Peki! Ne yapmak lazım? Az bir ihlaslı amelin, ihlassız çok amelden; Allah katından daha değerli olduğu inancını hayata uygulamak için toplumun en güçsüz bireylerine yani mutlu olmak için güçlü toplum bireylerinin duasına ve nasihatine ihtiyacı olan kişilere ulaşmayı amaçlayan projelerin sayısını daha fazla artırmalıyız. Elit meslek mensupları yetiştirme faaliyetlerinin yanında ve ondan daha fazla olarak, toplumun ahlaklı çaycıya, ahlaklı şoföre, ahlaklı çöpçüye, ahlaklı kasaba, ahlaklı aşçıya da ihtiyacı olduğunu bilip, bu gibi meslek mensuplarının yetiştirilmesi içinde faaliyet ve projelerin sayısını artırmalıyız. Çöpçü ile mühendisin, çaycı ile öğretmenin, şoför ile komutanın aynı cemaat/tarikat içinde yan yana sohbet dinleyebilmesine yönelik çalışmalıyız, tıpkı camide olduğu gibi. O zaman kalbur altındakiler kendilerini mutlu hissedeler. Herkes kalburüstü olmak için hayatını heder edip, mutsuz bir ömür sürmez.

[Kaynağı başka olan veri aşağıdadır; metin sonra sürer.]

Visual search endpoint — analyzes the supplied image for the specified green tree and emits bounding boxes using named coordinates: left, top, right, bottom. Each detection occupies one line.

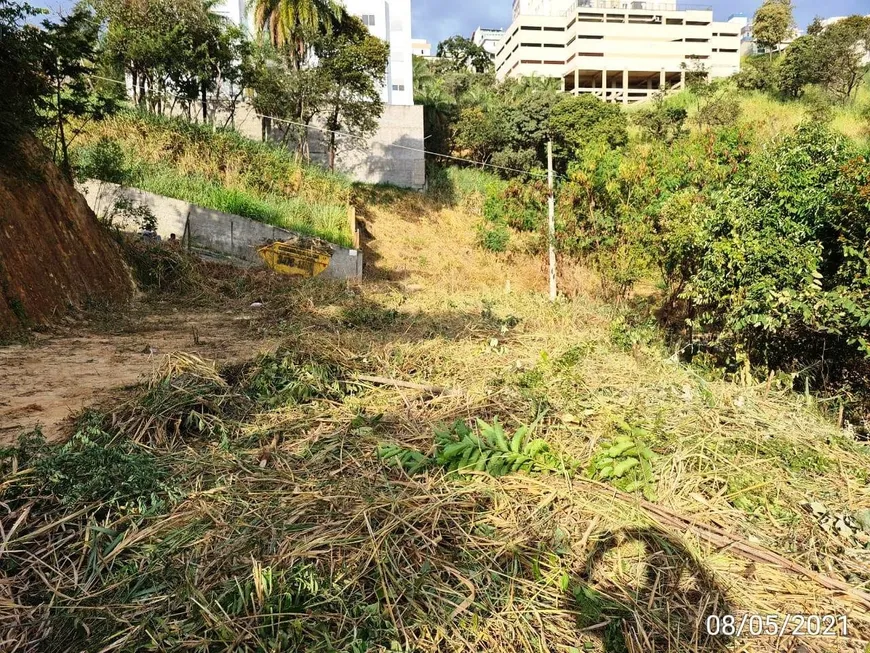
left=633, top=93, right=689, bottom=143
left=687, top=124, right=870, bottom=369
left=550, top=94, right=628, bottom=170
left=101, top=0, right=248, bottom=121
left=776, top=34, right=821, bottom=98
left=0, top=0, right=50, bottom=148
left=315, top=16, right=390, bottom=169
left=752, top=0, right=794, bottom=52
left=815, top=16, right=870, bottom=101
left=453, top=106, right=505, bottom=163
left=243, top=42, right=329, bottom=156
left=250, top=0, right=345, bottom=68
left=437, top=34, right=493, bottom=73
left=41, top=5, right=117, bottom=177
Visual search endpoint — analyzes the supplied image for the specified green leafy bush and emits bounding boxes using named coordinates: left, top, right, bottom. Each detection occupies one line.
left=685, top=124, right=870, bottom=366
left=477, top=222, right=511, bottom=252
left=587, top=422, right=658, bottom=500
left=74, top=136, right=133, bottom=185
left=246, top=351, right=346, bottom=407
left=378, top=419, right=562, bottom=477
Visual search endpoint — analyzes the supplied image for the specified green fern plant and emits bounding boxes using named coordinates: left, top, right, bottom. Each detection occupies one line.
left=378, top=442, right=432, bottom=475
left=587, top=422, right=658, bottom=499
left=435, top=419, right=558, bottom=476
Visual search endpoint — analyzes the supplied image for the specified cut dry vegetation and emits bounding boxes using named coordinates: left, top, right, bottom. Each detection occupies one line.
left=0, top=180, right=870, bottom=653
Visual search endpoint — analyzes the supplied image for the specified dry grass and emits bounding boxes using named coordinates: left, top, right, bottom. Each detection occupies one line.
left=0, top=181, right=870, bottom=653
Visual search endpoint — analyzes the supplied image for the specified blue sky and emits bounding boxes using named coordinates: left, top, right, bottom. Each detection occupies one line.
left=411, top=0, right=870, bottom=46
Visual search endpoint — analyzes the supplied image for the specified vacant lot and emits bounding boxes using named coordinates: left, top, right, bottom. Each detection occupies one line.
left=0, top=186, right=870, bottom=652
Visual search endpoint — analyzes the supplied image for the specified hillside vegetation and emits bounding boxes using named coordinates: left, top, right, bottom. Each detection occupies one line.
left=71, top=112, right=351, bottom=245
left=0, top=0, right=870, bottom=653
left=0, top=173, right=870, bottom=652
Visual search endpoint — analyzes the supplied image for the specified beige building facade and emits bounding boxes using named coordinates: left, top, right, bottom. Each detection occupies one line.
left=495, top=0, right=740, bottom=104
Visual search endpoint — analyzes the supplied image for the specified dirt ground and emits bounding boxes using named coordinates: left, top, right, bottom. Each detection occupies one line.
left=0, top=304, right=274, bottom=446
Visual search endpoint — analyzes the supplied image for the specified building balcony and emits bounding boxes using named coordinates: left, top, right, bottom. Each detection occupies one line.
left=565, top=0, right=713, bottom=16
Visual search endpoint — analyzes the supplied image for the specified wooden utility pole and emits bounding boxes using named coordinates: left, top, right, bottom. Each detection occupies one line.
left=547, top=139, right=557, bottom=302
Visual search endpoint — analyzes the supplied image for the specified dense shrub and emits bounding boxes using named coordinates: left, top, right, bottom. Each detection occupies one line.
left=550, top=94, right=628, bottom=171
left=686, top=124, right=870, bottom=365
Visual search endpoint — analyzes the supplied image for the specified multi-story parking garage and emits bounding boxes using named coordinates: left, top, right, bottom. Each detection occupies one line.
left=495, top=0, right=740, bottom=103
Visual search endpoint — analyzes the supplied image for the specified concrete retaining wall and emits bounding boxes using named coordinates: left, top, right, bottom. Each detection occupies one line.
left=308, top=104, right=426, bottom=190
left=78, top=180, right=363, bottom=279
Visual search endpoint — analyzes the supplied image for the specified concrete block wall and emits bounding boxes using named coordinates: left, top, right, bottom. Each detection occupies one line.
left=78, top=180, right=363, bottom=279
left=308, top=104, right=426, bottom=190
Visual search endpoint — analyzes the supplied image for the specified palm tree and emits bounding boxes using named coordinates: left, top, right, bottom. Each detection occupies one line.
left=249, top=0, right=345, bottom=68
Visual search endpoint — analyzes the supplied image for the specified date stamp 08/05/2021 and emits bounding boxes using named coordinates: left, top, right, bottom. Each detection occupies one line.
left=704, top=614, right=849, bottom=637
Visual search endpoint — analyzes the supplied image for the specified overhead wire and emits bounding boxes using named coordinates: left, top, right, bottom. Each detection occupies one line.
left=88, top=74, right=547, bottom=177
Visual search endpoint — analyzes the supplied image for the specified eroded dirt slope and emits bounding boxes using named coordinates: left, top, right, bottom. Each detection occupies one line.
left=0, top=137, right=133, bottom=339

Mutlu olmak için sadece toplumda kalburüstü bir iş ve görev yapmaktan başka çare kalmayınca kalbur altındakiler daima mutsuz olacaktır. Bu da toplumun % 90’nın mutsuz olacağı anlamına gelir. Bu nedenle sıradan insanların hayatına daha fazla dokunmalıyız.

Gelin kardeşler; aynı site oturamıyorsak da, aynı beldelerde tatil yapamıyorsak da, aynı tip arabaya binemiyorsak da, aynı hastanelere gidemiyorsak da (zenginlerin, gelirine göre daha lüks yaşamaları gayet normal, zengin ile fakiri aynı şartlarda yaşatmaya çalışma fikri çok saçma, o zaman kimse zengin olmak için çalışmaz, üretim durur); her sosyal statüde insanın aynı mekanda yan yana oturup sohbet dinleyecek cemaatlerin sayısını artıralım, aynı camide yan yana kılınan namazlarımızın sayısını artıralım. Bu amaca yönelik sosyal projeleri artıralım. Toplumdaki mutlu insanların sayısı, ancak sıra üstü insanların, sıradan insanlarla samimiyet kurmaları ile artar. Bunu da ancak cemaatler/tarikatlar başarabilir. İşte o zaman uyuşturucu kullanımı azalır.